Author Name : Dipak V. Pathare, Archana D. Pathare
Copyright: © 2025 | Pages: 34
DOI: 10.71443/9789349552890-11
Received: 23/06/2025 Accepted: 08/09/2025 Published: 18/11/2025
Mathematical problem-solving is a critical skill that underpins academic achievement and real-world application, yet many students face challenges in mastering the complex cognitive processes involved. Recent advancements in machine learning (ML) and artificial intelligence (AI) have introduced innovative tools that can significantly enhance mathematical problem-solving abilities by providing personalized, adaptive learning experiences. This chapter explores the role of ML models and intelligent tools in transforming mathematics education, focusing on their ability to provide tailored feedback, diagnose errors, and foster long-term problem-solving proficiency. By leveraging data-driven insights, these tools can adapt to individual learning styles, offering targeted interventions and continuously adjusting the level of complexity to suit each student's evolving needs.
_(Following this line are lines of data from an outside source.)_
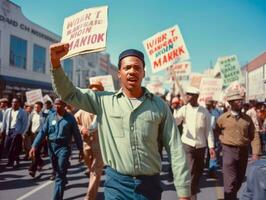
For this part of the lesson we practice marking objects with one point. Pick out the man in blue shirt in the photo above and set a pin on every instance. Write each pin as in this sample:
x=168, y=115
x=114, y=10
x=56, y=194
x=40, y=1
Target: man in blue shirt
x=14, y=124
x=59, y=127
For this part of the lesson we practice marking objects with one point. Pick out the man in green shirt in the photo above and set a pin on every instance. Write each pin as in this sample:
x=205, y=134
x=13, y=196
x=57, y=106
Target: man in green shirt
x=130, y=124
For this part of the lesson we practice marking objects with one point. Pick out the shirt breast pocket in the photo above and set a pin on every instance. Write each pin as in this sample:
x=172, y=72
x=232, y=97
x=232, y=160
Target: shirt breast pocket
x=52, y=129
x=148, y=126
x=116, y=123
x=201, y=122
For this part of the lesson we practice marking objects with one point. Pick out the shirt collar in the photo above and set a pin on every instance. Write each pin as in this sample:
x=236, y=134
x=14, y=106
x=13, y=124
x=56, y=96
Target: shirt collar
x=146, y=93
x=229, y=114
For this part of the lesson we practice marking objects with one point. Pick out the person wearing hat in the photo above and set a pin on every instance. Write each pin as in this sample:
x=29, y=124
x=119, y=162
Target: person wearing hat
x=236, y=131
x=3, y=107
x=87, y=123
x=130, y=124
x=59, y=128
x=197, y=134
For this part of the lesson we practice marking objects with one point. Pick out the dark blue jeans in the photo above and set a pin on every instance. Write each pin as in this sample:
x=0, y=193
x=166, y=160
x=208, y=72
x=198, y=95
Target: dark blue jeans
x=60, y=161
x=13, y=145
x=122, y=187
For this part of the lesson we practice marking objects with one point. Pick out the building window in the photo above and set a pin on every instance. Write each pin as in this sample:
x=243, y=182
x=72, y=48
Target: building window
x=39, y=57
x=68, y=68
x=18, y=52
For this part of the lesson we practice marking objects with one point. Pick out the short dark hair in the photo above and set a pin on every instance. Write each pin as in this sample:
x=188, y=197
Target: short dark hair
x=131, y=52
x=39, y=103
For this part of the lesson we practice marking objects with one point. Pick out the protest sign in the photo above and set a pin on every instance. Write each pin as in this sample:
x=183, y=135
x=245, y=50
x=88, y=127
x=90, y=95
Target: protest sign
x=85, y=31
x=106, y=80
x=166, y=48
x=210, y=89
x=34, y=95
x=156, y=88
x=230, y=69
x=182, y=71
x=195, y=79
x=47, y=98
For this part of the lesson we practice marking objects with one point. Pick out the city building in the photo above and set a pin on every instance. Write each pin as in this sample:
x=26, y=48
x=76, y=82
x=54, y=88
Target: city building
x=25, y=61
x=256, y=78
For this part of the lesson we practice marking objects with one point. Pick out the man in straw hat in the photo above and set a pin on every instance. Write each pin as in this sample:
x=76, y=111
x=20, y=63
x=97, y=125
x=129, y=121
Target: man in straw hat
x=130, y=123
x=236, y=131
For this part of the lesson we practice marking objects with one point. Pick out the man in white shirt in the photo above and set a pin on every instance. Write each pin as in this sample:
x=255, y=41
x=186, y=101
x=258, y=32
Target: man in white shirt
x=197, y=133
x=35, y=123
x=3, y=107
x=14, y=124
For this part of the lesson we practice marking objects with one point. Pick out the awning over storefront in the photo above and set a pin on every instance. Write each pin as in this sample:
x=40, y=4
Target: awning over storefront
x=13, y=83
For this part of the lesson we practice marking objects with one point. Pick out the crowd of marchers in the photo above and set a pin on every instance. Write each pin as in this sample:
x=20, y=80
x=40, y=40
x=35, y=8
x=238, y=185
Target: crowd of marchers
x=124, y=132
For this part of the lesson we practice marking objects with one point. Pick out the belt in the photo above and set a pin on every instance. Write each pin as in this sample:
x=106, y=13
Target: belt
x=116, y=174
x=59, y=142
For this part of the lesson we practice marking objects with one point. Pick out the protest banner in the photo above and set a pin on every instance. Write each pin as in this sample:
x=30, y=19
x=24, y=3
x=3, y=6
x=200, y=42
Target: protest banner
x=210, y=89
x=85, y=31
x=46, y=98
x=34, y=95
x=195, y=79
x=166, y=48
x=106, y=80
x=236, y=86
x=182, y=71
x=156, y=88
x=230, y=69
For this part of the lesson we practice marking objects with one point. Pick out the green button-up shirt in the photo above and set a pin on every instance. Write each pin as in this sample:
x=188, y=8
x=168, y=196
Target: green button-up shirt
x=129, y=136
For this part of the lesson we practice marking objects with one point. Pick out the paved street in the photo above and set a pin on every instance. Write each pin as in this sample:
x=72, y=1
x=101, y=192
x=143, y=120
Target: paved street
x=17, y=184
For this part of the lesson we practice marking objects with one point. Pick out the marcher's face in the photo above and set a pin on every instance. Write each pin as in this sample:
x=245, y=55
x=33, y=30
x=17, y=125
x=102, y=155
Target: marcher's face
x=28, y=109
x=37, y=108
x=131, y=73
x=236, y=105
x=3, y=104
x=192, y=98
x=59, y=107
x=15, y=104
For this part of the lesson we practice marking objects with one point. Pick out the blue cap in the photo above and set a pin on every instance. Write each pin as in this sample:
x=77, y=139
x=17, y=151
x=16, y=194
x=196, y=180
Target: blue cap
x=131, y=52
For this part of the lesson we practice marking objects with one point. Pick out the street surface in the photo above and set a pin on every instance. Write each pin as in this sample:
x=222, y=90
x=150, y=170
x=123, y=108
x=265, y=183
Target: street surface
x=16, y=184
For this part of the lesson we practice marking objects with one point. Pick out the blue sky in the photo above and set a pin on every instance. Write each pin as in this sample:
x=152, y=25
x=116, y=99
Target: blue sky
x=210, y=28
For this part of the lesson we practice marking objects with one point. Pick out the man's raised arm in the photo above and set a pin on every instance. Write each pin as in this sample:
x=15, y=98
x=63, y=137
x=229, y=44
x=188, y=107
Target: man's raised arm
x=57, y=51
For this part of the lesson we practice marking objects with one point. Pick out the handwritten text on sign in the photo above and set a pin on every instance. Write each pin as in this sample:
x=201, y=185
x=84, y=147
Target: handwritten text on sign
x=166, y=48
x=86, y=31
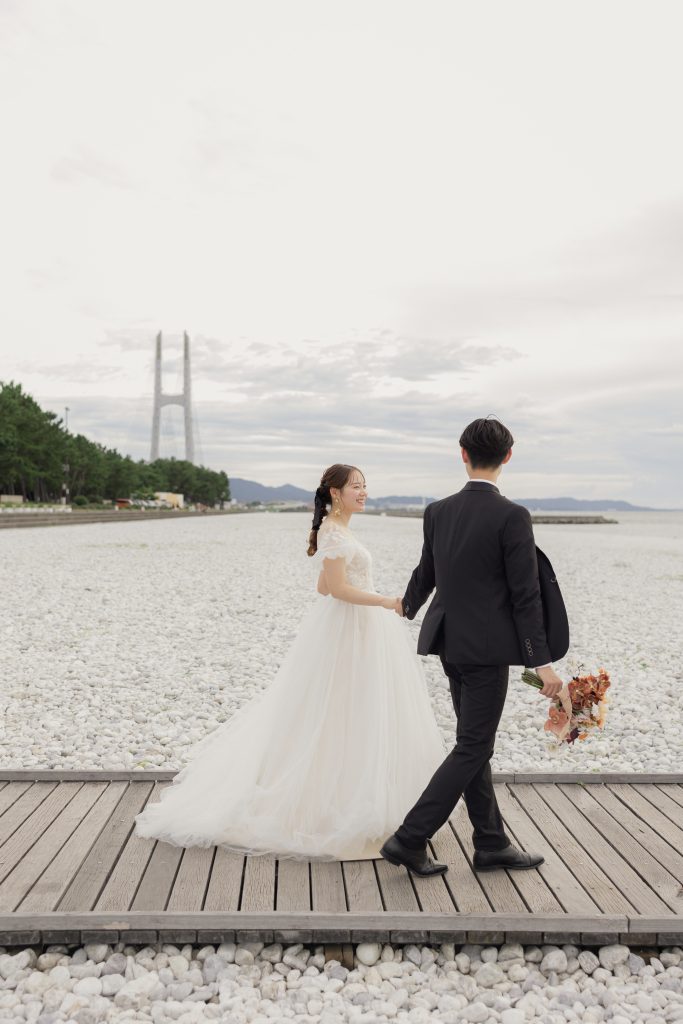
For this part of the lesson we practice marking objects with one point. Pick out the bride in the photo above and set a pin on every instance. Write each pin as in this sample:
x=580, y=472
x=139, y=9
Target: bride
x=327, y=760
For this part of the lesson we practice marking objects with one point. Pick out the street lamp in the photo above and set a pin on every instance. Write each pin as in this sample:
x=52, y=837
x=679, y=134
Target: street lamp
x=65, y=468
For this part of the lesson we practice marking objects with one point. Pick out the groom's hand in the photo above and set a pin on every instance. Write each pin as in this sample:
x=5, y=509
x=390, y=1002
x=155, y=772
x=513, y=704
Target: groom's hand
x=552, y=684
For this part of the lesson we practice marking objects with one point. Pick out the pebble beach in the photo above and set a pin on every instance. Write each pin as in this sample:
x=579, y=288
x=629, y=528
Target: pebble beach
x=125, y=643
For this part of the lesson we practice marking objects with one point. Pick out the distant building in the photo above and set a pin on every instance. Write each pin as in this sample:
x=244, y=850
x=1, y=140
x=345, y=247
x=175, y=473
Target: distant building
x=175, y=501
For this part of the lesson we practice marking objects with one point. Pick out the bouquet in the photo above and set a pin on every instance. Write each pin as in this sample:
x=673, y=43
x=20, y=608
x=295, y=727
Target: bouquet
x=580, y=707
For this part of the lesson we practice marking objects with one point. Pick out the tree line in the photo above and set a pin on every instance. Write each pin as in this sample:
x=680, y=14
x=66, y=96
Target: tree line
x=35, y=448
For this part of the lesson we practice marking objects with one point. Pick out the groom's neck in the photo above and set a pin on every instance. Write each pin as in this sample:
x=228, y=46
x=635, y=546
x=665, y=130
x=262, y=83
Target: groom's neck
x=484, y=474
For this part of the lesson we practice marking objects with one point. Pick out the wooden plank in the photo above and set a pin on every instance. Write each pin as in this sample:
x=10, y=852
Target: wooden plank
x=628, y=838
x=464, y=887
x=327, y=883
x=259, y=885
x=615, y=875
x=498, y=886
x=363, y=891
x=121, y=887
x=674, y=793
x=20, y=809
x=225, y=881
x=51, y=885
x=659, y=798
x=646, y=832
x=33, y=827
x=9, y=795
x=193, y=878
x=531, y=886
x=126, y=921
x=158, y=875
x=83, y=890
x=578, y=843
x=569, y=894
x=597, y=777
x=293, y=890
x=395, y=887
x=48, y=846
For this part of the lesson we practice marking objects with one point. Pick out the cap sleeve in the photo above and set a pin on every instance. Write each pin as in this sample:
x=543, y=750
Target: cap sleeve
x=334, y=543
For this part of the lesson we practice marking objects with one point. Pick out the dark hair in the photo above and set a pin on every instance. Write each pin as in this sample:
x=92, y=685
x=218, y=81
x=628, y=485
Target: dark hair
x=486, y=442
x=335, y=476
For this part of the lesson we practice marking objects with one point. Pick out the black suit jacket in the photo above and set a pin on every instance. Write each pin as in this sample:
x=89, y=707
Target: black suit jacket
x=480, y=557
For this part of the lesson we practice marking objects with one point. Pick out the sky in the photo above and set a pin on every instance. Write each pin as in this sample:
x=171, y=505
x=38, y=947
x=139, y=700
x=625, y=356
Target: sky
x=376, y=220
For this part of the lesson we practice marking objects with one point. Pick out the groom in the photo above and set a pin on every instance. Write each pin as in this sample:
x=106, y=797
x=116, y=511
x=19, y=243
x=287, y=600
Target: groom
x=479, y=554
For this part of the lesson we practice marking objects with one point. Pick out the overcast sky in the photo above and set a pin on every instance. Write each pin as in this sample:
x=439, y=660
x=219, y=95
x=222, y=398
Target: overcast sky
x=376, y=220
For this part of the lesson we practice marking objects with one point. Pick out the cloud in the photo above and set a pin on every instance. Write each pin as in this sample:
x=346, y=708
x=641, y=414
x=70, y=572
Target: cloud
x=90, y=167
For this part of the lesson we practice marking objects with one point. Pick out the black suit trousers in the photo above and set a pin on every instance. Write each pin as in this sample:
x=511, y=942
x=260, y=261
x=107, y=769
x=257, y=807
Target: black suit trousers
x=478, y=693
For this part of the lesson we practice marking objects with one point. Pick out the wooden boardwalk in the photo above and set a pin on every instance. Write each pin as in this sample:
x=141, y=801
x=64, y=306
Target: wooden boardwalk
x=72, y=870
Additionally, the chapter examines how AI-powered platforms promote metacognitive skills by encouraging reflection, persistence, and strategy flexibility, key components of effective problem-solving. The integration of diagnostic tools and real-time error analysis further empowers students to identify misconceptions, refine their strategies, and develop a deeper conceptual understanding of mathematical principles. With a focus on enhancing cognitive and metacognitive skills, this chapter highlights the potential of ML-driven approaches to cultivate critical thinking, resilience, and adaptability in learners, ultimately contributing to improved mathematical proficiency and academic success.
Mathematical problem-solving is a cornerstone of education, playing a crucial role in developing logical reasoning, analytical thinking, and the ability to solve real-world problems [1]. However, the process of mastering mathematics can often be daunting for students, particularly when faced with the complexity of abstract concepts and intricate problem-solving methods [2]. In traditional classrooms, teachers often find it challenging to address the unique needs of each student, as the pace of learning is usually standardized [3]. This lack of personalized support leads to gaps in understanding, with some students falling behind while others struggle to stay engaged. As a result, many students experience frustration and a lack of confidence, which can hinder their long-term success in mathematics [4]. In recent years, the rapid advancements in machine learning (ML) and artificial intelligence (AI) offer a promising solution to this issue, providing innovative tools that can adapt to individual learning needs and foster a more personalized, engaging learning environment [5].
Machine learning models, with their ability to analyze vast amounts of student data, can offer valuable insights into a student's problem-solving approach [6]. These models track how students interact with mathematical problems, identifying patterns in their mistakes and successes [7]. By continuously monitoring a learner's performance, ML systems can provide real-time feedback tailored to the student’s specific strengths and weaknesses [8]. This approach moves away from one-size-fits-all teaching methods, instead delivering individualized instruction that meets the learner where they are [9]. the AI-driven adaptability of these systems allows for an ongoing adjustment of difficulty levels, ensuring that students are consistently challenged without becoming overwhelmed. As a result, students are more likely to develop a deep understanding of mathematical concepts, as they are guided through problems at their own pace [10].
A key benefit of integrating AI and ML into mathematics education is the potential for enhancing metacognitive skills [11]. Metacognition, or the ability to monitor and control one’s own learning processes, is a critical component of effective problem-solving [12]. Machine learning tools encourage students to reflect on their strategies, analyze the reasoning behind their approaches, and make adjustments where necessary [13]. For instance, if a student struggles with a particular concept or makes a mistake, AI systems can provide hints or suggest alternative strategies, prompting the learner to reconsider their methods [14]. This process fosters deeper cognitive engagement, as students are not merely guided towards the correct answer, but are also encouraged to think critically about the steps they take to arrive at that solution. Through such reflection, students gain a better understanding of their own thinking and become more adept at solving complex problems in the future [15].